„Das macht den Wahlkampf nicht einfacher“
Christian Petry will am 9. Juni für die SPD ins EUParlament. Doch zwei Dinge erschweren das: sein Listenplatz und die Unzufriedenheit mit der Bundesregierung. Wie er damit umgeht.
Die Aufräumarbeiten nach der Hochwasser-Katastrophe sind in den saarländischen Städten und Gemeinden in vollem Gange, da ist an Wahlkampf kaum wieder zu denken. Der Kandidat der saarländischen SPD fürs EU-Parlament, Christian Petry, wollte am Dienstag und Mittwoch eigentlich mit Rolf Mützenich durchs Saarland ziehen, der Chef der SPD-Bundestagsfraktion ist derzeit in Saarbrücken – doch die gemeinsamen Termine hat die Partei abgesagt. „Jetzt ist einfach nicht die Zeit, Wahlkampf zu machen“, sagt Petry. „Bei einem Naturereignis dieser Art ist die Kommunalwahl für die Menschen nicht das Wichtigste, und Europa schon gar nicht.“
Dem 59-Jährigen aus der Gemeinde Illingen, der seit 2014 im Bundestag sitzt, bleiben bis zur EU-Wahl noch gut zwei Wochen, um Wähler zu überzeugen. Die Aussichten, dass er am 9. Juni den Sprung nach Brüssel und Straßburg schafft, sind gerade nicht die allerbesten. Dafür müsste die SPD bundesweit rund 18 Prozent der Stimmen bekommen, derzeit steht die Partei in Umfragen bei 14 bis 16 Prozent.
„Eine bessere Platzierung hätte ich mir selbstverständlich gewünscht“, sagt Petry, der oberste Europapolitiker der SPD-Bundestagsfraktion. Platz 18 für ihn sei aber erklärbar: Die Bundes-SPD habe die Repräsentanz der ostdeutschen SPD-Verbände im EU-Parlament stärken wollen.
Derzeit hat das Saarland nur eine einzige Europa-Abgeordnete: Manuela Ripa von der ÖDP, Mitglied der Grünen-Fraktion. Ihre Arbeit will Petry nicht weiter bewerten, er sagt lediglich, von ihr habe er bisher keine „originär saarländischen Akzente wahrgenommen, was nicht heißt, dass es sie nicht gibt“. Petry will sich in Brüssel und Straßburg für saarländische Projekte einsetzen, das Land profitiert schon heute von zahlreichen EU-Töpfen. „Wir brauchen eine Vertretung im Europäischen Parlament“, sagt er. Die Mittel für die Umstellung auf grünen Stahl seien das größte Beihilfeprojekt Europas. „Es ist selbsterklärend, dass es ohne Europa nicht geht und eine starke Stimme wichtig ist.“Die will er für das Saarland sein.

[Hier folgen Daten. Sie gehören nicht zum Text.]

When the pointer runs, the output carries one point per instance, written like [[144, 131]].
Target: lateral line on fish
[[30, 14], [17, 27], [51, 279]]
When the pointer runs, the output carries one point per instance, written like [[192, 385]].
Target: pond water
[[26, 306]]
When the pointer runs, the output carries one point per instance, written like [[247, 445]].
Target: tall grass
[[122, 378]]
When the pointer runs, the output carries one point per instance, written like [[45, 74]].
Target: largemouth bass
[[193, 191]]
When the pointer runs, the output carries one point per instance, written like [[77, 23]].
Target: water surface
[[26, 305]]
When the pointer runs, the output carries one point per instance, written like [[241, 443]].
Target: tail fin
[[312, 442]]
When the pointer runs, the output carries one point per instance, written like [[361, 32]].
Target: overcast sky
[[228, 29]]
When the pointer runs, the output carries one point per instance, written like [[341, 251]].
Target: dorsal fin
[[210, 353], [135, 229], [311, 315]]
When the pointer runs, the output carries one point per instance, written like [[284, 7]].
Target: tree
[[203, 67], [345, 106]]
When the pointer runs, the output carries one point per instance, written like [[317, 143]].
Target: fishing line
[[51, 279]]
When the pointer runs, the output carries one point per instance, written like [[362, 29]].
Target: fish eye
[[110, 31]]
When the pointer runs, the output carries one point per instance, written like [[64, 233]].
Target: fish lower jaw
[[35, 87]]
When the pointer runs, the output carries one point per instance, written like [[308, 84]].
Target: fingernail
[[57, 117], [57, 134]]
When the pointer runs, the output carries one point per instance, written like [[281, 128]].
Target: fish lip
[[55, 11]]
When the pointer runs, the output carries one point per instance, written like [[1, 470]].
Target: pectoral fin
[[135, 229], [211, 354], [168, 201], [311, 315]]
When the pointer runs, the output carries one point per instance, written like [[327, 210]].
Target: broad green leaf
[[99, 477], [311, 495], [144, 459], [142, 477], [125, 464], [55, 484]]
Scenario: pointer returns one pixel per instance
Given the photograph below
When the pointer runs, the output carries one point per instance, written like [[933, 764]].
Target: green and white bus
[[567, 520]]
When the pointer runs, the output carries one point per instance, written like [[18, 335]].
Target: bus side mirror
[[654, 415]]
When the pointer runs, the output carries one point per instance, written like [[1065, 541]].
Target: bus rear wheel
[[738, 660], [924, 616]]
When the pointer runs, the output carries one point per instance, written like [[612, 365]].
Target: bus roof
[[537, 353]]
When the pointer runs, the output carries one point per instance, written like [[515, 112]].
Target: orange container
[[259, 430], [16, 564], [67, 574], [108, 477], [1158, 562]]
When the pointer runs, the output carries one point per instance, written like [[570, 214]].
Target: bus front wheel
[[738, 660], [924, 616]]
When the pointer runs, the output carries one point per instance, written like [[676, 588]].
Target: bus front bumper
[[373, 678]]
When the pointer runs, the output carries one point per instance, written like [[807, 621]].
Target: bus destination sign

Christian Petry, ein linker Sozialdemokrat, fügt den SPD-Schlagworten für Europa – Respekt, Solidarität und Schutz – noch ein viertes hinzu: das Soziale. Er wünscht sich eine größere Durchsetzungsfähigkeit Europas gegenüber den Nationalstaaten, um die soziale Situation der Menschen in der EU zu verbessern. Dazu zählen für ihn eine Bildungs- und Ausbildungsgarantie für junge Menschen, ein Diskriminierungsverbot beim Zugang zu öffentlichen Ämtern, eine europäische Arbeitslosenversicherung oder der Anspruch auf Kurzarbeitergeld und einen (je nach Lohnniveau der einzelnen Staaten unterschiedlich hohen) Mindestlohn. „Wenn wir
die Angleichung der Lebensverhältnisse in Europa wollen, gehört das verpflichtend dazu“, sagt er.
Dass die Europäische Union an anderer Stelle zu vieles reguliert, was Brüssel und Straßburg besser nichts angehen sollte, das bestreitet Petry, der im Europa-Ausschuss des Bundestages die Politik der Ampel-Vertreter koordiniert. „Vielleicht bin ich zu tief in der Materie drin, aber eine Überregulierung sehe ich
nicht.“Luft nach oben erkennt er aber bei der Umsetzung europäischer Regelungen. Förderanträge seien für kleine Unternehmen oft wenig praktikabel.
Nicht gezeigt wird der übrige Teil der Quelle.